I really dislike the so called “Boolean Operators” (“AND”, “OR”, and “NOT”) and generally discourage people from using them. It’s understandable that novice users may tend to think about the queries they want to run in those terms, but as you become more familiar with IR concepts in general, and what Solr specifically is capable of, I think it’s a good idea to try to “set aside childish things” and start thinking (and encouraging your users to think) in terms of the superior “Prefix Operators” (“+”, “-“).
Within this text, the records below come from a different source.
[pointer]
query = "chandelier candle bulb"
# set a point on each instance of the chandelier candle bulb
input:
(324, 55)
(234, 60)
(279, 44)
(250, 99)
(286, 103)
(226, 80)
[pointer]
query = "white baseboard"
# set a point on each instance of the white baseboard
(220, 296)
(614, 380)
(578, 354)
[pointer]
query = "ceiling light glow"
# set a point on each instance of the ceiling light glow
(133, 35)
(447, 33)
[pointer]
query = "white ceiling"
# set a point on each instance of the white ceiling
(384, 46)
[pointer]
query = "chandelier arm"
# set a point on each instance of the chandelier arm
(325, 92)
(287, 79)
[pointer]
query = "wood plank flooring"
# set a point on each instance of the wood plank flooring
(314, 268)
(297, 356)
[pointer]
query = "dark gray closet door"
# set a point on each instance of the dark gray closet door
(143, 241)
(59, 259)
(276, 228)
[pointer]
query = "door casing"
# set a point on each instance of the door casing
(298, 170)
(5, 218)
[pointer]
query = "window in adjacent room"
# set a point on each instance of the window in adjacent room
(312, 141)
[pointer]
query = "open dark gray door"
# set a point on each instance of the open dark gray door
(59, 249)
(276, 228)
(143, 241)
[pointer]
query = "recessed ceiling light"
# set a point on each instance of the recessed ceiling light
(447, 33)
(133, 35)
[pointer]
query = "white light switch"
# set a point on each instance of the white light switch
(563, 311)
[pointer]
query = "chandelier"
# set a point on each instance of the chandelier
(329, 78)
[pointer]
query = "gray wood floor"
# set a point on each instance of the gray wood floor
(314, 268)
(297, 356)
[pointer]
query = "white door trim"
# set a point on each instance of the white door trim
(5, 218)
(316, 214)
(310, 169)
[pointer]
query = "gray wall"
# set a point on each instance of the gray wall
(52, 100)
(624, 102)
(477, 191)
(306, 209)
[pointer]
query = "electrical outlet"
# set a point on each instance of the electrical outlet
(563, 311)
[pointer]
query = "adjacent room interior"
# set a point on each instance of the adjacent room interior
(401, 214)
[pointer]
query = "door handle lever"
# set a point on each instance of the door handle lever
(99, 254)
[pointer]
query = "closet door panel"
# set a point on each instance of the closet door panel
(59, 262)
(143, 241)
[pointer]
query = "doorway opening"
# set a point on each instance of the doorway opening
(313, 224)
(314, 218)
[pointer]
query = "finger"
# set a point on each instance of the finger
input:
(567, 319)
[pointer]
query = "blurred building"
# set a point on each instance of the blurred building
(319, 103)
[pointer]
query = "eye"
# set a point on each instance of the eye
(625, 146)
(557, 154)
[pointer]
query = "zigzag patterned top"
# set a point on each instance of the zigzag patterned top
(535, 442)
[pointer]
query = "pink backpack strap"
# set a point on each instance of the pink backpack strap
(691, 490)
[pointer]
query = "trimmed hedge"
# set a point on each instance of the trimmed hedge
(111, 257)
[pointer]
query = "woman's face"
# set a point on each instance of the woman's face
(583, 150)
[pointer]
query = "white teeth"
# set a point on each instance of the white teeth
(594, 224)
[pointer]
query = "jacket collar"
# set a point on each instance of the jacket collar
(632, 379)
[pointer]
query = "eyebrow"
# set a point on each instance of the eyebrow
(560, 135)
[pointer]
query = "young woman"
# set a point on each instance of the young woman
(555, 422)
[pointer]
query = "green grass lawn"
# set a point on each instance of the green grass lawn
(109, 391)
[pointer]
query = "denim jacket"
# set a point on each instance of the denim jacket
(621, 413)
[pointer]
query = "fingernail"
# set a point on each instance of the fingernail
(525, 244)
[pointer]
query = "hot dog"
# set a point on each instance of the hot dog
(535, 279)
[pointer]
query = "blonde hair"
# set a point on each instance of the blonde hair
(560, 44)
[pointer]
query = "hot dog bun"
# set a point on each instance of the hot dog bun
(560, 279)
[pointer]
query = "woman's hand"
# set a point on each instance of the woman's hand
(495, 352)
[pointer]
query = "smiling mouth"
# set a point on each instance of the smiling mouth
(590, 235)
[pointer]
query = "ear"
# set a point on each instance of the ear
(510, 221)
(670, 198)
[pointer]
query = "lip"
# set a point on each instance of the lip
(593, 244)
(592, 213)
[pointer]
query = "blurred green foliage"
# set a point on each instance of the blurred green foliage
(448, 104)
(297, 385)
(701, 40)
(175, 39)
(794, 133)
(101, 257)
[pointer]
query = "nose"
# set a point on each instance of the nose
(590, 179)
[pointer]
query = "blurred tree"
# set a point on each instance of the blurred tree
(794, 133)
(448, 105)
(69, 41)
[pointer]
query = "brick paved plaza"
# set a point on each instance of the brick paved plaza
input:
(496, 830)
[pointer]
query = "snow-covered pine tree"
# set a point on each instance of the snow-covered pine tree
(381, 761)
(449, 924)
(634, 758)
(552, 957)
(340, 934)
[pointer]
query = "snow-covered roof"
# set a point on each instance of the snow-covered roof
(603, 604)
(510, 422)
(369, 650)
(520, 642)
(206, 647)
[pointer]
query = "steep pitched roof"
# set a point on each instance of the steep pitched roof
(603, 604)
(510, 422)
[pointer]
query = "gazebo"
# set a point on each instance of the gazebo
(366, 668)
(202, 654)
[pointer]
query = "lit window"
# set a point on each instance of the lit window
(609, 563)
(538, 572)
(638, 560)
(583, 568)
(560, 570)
Background: Boolean Logic Makes For Terrible Scores

Boolean Algebra is (as my father would put it) “pretty neat stuff” and the world as we know it most certainly wouldn’t exist with out it. But when it comes to building a search engine, boolean logic tends to not be very helpful. Depending on how you look at it, boolean logic is all about truth values and/or set intersections. In either case, there is no concept of “relevancy” — either something is true or it’s false; either it is in a set, or it is not in the set.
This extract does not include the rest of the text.